My dissatisfaction in part I think is a measure of Saura’s success: he seeks to represent the tense family dynamics of a trio of sisters—most prominent the rebellious Ana, their aunt, and grandmother, largely confined behind the walls of their home and to strict societal expectations. The movie takes on a claustrophobic feel—everyone is trapped, there is no escape but death. It is bleak. There seems little hope. And so I couldn’t “enjoy” it, at least not in the traditional sense.

I will admit, I have almost no context for this film. I am almost completely unfamiliar with the history of 1970s Spain or with the cinema (European or otherwise) of the era. According to the accompanying DVD essay, Cría cuervos was filmed during the last days of the Franco regime. Did Saura mean for the sisters trapped by loss and rules to represent the Spanish people? Or is this a simple study of the relationships between family members made unhappy by circumstances beyond their control? Just as with literature, I suspect that good film has multiple layers and meaning that can be read depending on the viewer.

I watched Cría cuervos as part of the watchalong for Spanish Language Literature Month, hosted by Stu and Richard. Richard links to other opinions HERE.

7 thoughts on “On Film: Cría cuervos

  1. Amanda, thanks so much for watching this for the event! It’s a longtime fave of mine, and I think I understand some of the reasons it made you feel conflicted about the good vs. enjoyment factor. In terms of the claustrophobia of the movie and the lack of an escape other than death for the characters, I think it’s worth noting two things: 1) The return of the girls to school at the end of the movie, while ambiguous in many ways, does show them happy to be with other kids their own age. There’s at least the possibility of hope for them in this, although other readings (inc. one I fancy) are also possible. 2) The adult Ana gives her “interviews” to the camera 20 years after the childhood portrayed in the rest of the movie. We don’t know what happened to her in the meantime, but she seems to have survived–and one would hope–adapted after all the childhood trauma. There’s a lot of more or less subtle anti-Franco sentiment in the film, but I don’t want to clog up your inbox with a book-length comment (as much as I love the film). One of the anti-Franco critiques has to do with the role of women in the Spanish society of the time, though. Cheers!

    1. Book length comments are perfectly fine, Richard, never worry about that!

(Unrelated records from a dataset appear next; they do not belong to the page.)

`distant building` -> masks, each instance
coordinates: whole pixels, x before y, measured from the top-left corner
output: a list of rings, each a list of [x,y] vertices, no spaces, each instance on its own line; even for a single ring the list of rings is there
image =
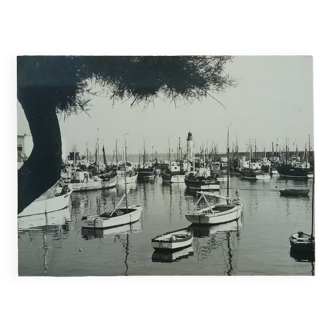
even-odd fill
[[[33,141],[31,135],[17,135],[16,150],[17,150],[17,169],[21,168],[23,162],[27,160],[33,149]]]
[[[187,160],[193,161],[193,158],[194,158],[193,134],[189,132],[187,137]]]
[[[62,141],[62,159],[66,160],[66,139],[61,137]],[[31,135],[17,135],[16,150],[17,150],[17,169],[21,168],[23,162],[27,160],[33,149],[33,140]]]

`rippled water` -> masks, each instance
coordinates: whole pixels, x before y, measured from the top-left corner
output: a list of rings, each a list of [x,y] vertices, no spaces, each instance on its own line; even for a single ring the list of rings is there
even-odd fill
[[[311,232],[312,180],[269,181],[231,178],[240,190],[242,217],[213,227],[193,227],[191,247],[155,252],[151,239],[189,227],[185,214],[195,194],[185,184],[137,183],[129,203],[141,203],[140,221],[106,230],[81,228],[84,214],[112,209],[124,187],[74,192],[71,206],[45,216],[19,219],[17,265],[20,276],[311,276],[313,264],[292,257],[289,236]],[[281,188],[310,188],[309,197],[282,197]]]

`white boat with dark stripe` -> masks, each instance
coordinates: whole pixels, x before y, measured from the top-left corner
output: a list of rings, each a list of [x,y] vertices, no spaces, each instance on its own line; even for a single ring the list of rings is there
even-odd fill
[[[125,165],[127,164],[127,144],[125,140]],[[82,227],[83,228],[110,228],[121,225],[126,225],[138,221],[141,217],[142,213],[142,205],[131,205],[128,206],[128,192],[130,191],[130,187],[133,184],[130,183],[127,186],[127,175],[125,173],[125,193],[121,197],[119,203],[111,212],[104,212],[99,215],[93,216],[83,216]],[[126,198],[126,206],[119,207],[122,203],[122,200]]]
[[[243,209],[243,203],[241,203],[239,199],[231,200],[227,197],[223,197],[212,193],[205,193],[205,192],[198,192],[198,193],[201,194],[201,197],[196,202],[193,213],[186,214],[186,219],[189,222],[193,224],[215,225],[215,224],[228,223],[240,218]],[[226,200],[226,203],[217,203],[210,205],[206,200],[205,196],[214,196],[214,197],[223,198]],[[197,211],[195,210],[195,208],[202,198],[205,199],[205,201],[208,204],[208,207]]]
[[[240,218],[243,203],[240,201],[239,192],[238,190],[236,191],[237,197],[234,199],[231,199],[229,195],[229,130],[227,139],[227,160],[227,196],[225,197],[209,192],[198,191],[197,194],[201,194],[201,196],[195,203],[193,212],[191,214],[186,214],[186,218],[189,222],[193,224],[215,225],[228,223]],[[219,202],[210,204],[206,199],[206,196],[219,198]],[[207,207],[197,211],[196,207],[202,198],[205,200]]]
[[[61,192],[57,193],[58,189],[60,189]],[[65,209],[69,205],[72,192],[73,190],[70,184],[57,181],[54,186],[18,214],[17,218],[46,214]]]
[[[154,249],[179,250],[193,242],[194,233],[190,228],[178,229],[154,237],[151,240]]]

      I can’t completely clarify why I felt the ending was not representative of a sort of escape or return to happiness, but I think it had to do with the knowledge that at the end of the day everyone returns home. Interestingly, I didn’t have the same response to Les quatre cent coups when I watched it several months back, even though I don’t think there’s any more solid reason to say that Antoine has finally escaped than that Ana hasn’t in Cría cuervos. (Still need to post on that…)

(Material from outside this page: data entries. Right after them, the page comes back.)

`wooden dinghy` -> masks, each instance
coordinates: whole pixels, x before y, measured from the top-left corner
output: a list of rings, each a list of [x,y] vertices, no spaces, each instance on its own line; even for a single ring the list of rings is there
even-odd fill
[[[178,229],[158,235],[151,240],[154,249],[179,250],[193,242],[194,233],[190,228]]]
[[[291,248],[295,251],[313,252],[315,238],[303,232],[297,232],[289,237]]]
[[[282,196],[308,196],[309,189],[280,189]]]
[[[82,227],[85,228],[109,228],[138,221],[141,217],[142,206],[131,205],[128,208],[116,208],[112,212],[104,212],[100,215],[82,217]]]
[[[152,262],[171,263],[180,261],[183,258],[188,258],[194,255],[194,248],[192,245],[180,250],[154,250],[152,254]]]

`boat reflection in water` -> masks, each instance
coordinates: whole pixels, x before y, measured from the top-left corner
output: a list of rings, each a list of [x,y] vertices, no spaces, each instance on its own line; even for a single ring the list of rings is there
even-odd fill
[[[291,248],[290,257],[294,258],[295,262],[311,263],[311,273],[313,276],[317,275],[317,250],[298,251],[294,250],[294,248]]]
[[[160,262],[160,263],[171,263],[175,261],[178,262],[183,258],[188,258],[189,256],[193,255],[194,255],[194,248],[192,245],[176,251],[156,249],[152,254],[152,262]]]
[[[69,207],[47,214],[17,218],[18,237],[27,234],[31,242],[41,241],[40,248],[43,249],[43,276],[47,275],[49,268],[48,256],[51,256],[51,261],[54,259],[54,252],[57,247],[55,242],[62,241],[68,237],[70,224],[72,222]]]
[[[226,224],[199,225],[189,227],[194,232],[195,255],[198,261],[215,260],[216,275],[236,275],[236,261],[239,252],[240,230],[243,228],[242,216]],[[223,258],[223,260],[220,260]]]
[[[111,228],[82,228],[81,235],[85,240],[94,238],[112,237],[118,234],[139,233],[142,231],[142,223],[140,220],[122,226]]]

      Also, I feel like I need to clarify that I don’t regret watching the film. Just as with the books we read, sometimes it’s good to work a little bit. (Now, if you’d promised a rip-roaring comedy, I might be a little put out!) Thanks for hosting the watchalong!

  2. I haven’t watched Cría Cuervos, but any serious film from the 1970’s Spain is very likely to be very critical of the Franco regime. Not only was it oppresive with center and left wing people, but with women too, confiding them to their duties as housewives and mothers.

    I am not a fan of Spanish movies either, but lately there had been some great productions. If you would like to learn more about women during Franco’s times, the movie “13 Rosas” and book and movie “La Voz Dormida” have been very successful during the last five years. I particularly hate the period due to the repression my family endured, but those who have seen/read them, instantly fell in love with them.

    1. After watching the film, I read a little on the background of it, and I did read about the oppression of women during the Franco regime. The extent of it was a bit surprising to me, in terms of how long it lasted. Thanks for the recommendations!

      1. You’re welcome! I also have some family stories (even my mom’s) so you can ask anything if you feel like it 😉 There is also a huge artistic anti-Franco production from the 1970’s, music and poetry playing a key role.